屏幕上傳來PPT的翻頁音效,又切換到了羊城的荔灣黃沙地塊。
「包括這裡,就是我們未來的華南根據地,粵港澳地區的協同發展一直是國家考慮的重大戰略,文化融合與消費潛力巨大,這裡將是我們深入嶺南文化腹地、連接港澳、眺望東南亞的關鍵支點。」「華南總部不僅要管理區域業務,更要成為本土化內容製作,特別是粵語及東南亞觀眾節目內容、跨境電商、以及利用香江金融和國際通道進行海外發行業務的策源地。」
「我們在東南亞的流媒體業務拓展、合拍片合作,從這裡出發,會比從北平直接指揮,靈敏得多,也深入得多。」
眾人都聽得頻頻點頭,到了「十二黑奴」這樣的層次,對於這種公司戰略並不陌生。
分公司和子公司不同。
分公司的開設是為了區域核心市場的一線炮火聲能更直接地反饋到區域總部,決策鏈路縮短,應對更敏捷。
譬如未來針對魔都白領的精準內容營銷,或是針對華南家庭的電商節策略,都可以更接地氣。同時在長三角,問界可以更緊密地聯動江浙的影視製作、動漫遊戲、消費品供應鏈;
在華南,則可以深度整合港台的影視人才、珠三角的硬體製造與跨境物流資源,成為區域產業生態的整合者。
問界大廈的辦公室里充滿了戰後結算的歡快,如果北平是指揮艦橋和研發中心,魔都和羊城就是兩翼的巡洋艦,未來還可能在其他戰略要地部署。
緊接著順勢來到了最後一塊地,北平順義譽天下項目臨湖的B-7地塊,這塊地恰好在溫榆河府和首都機場中間。
這塊地用來做什麼呢?
「蓋住宅,或者說,叫「高端人才安居社區』。」
路老闆端起茶杯呷了一口,「我們從03年就開始試行住房福利,效果很好。但現在,公司規模、涉及的產業鏈高端程度,需要吸引的人才層級已經不同了。」
「基礎軟體架構、人工智慧算法、頂級特效設計……這些領域的頂尖人才是全球競爭的。除了事業平台和薪酬,他們及家人對生活品質、教育醫療環境、社區圈層有更高的要求。

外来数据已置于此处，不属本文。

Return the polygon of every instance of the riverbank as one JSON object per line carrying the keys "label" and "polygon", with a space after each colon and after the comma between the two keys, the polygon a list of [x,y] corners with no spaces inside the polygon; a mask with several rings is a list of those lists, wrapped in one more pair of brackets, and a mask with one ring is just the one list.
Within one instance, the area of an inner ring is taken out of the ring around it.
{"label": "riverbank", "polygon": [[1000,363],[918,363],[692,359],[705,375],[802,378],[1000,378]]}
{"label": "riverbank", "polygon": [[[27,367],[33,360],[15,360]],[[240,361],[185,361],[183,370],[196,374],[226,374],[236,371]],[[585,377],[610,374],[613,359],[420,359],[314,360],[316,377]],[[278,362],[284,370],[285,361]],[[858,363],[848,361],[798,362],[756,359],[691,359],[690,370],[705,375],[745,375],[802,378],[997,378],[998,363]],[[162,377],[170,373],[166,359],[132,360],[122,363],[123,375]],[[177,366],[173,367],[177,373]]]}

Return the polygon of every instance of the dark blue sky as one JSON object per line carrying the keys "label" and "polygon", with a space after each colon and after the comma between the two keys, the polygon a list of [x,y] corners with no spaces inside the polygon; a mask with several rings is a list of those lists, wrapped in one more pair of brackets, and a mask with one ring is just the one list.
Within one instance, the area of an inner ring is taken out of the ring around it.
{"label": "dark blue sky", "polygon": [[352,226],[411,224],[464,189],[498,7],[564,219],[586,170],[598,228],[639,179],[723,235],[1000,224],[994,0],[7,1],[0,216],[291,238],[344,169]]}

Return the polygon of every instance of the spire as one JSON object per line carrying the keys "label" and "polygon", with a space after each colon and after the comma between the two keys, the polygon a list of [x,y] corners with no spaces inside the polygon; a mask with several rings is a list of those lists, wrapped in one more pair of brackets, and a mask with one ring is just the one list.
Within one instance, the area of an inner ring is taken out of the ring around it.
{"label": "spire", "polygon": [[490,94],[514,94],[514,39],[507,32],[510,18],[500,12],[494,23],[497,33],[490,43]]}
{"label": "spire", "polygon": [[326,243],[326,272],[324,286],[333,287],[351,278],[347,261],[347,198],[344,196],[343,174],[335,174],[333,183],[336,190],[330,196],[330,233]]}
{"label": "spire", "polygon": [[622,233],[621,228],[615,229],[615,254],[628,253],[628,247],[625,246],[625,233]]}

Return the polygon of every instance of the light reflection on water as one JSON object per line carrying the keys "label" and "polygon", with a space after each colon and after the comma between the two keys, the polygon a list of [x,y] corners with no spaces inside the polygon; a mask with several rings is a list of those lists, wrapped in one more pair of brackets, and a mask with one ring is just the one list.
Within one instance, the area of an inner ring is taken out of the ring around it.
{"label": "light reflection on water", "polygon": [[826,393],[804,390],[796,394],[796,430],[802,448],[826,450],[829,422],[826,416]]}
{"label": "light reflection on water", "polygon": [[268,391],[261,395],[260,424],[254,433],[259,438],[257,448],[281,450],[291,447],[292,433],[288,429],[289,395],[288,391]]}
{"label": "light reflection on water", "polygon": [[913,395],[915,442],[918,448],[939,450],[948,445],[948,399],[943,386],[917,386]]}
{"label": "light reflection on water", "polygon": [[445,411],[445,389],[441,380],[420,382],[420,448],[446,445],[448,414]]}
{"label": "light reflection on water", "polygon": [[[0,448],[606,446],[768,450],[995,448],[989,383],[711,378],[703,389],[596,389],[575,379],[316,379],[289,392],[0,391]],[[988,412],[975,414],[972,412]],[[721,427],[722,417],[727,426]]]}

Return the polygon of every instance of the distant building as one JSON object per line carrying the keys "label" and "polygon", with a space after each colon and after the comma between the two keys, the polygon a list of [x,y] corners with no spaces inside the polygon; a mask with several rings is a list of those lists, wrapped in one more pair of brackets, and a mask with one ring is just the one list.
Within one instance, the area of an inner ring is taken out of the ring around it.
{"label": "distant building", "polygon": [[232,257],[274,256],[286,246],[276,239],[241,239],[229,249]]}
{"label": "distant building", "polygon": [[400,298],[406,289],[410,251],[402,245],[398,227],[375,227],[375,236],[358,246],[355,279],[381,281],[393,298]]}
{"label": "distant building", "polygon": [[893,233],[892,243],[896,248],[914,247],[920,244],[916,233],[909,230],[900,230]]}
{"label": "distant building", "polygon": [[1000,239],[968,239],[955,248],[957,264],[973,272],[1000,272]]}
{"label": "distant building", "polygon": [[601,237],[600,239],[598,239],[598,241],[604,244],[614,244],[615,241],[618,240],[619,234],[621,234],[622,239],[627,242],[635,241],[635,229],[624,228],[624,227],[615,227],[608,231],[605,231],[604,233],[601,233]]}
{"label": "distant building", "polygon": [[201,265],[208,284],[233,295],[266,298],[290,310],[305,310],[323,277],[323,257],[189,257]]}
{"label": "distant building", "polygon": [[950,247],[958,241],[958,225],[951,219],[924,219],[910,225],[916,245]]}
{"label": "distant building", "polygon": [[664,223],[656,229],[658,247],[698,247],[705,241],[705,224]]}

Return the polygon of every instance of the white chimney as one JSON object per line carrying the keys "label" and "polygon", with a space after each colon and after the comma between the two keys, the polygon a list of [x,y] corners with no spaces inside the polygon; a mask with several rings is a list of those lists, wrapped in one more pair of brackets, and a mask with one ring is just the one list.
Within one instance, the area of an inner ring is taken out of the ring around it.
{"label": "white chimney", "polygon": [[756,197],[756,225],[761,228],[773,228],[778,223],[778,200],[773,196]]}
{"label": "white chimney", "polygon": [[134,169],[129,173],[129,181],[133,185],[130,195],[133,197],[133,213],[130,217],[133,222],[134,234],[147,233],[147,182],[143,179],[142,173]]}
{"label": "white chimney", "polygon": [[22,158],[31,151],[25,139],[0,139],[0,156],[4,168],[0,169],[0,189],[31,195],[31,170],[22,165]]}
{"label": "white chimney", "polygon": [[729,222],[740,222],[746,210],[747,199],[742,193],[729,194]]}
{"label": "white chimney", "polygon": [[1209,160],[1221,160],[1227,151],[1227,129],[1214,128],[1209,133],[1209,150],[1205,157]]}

」
「我計劃在順義的中央別墅區為問界未來的戰略科學家和頂級管理人才建設一個專屬社區,配以一流的物業和共享設施。」
他頓了頓道:「這不僅僅是福利,更是一種戰略投資和承諾,能極大增強頂尖人才的歸屬感和穩定性,讓他們能把根扎在北平,心無旁騖地攻克難題。」
「好,太好了路總!」東子在一中高管無語的面色下起身捧哏、總結,他就是所有職場人眼中那種顯眼寶。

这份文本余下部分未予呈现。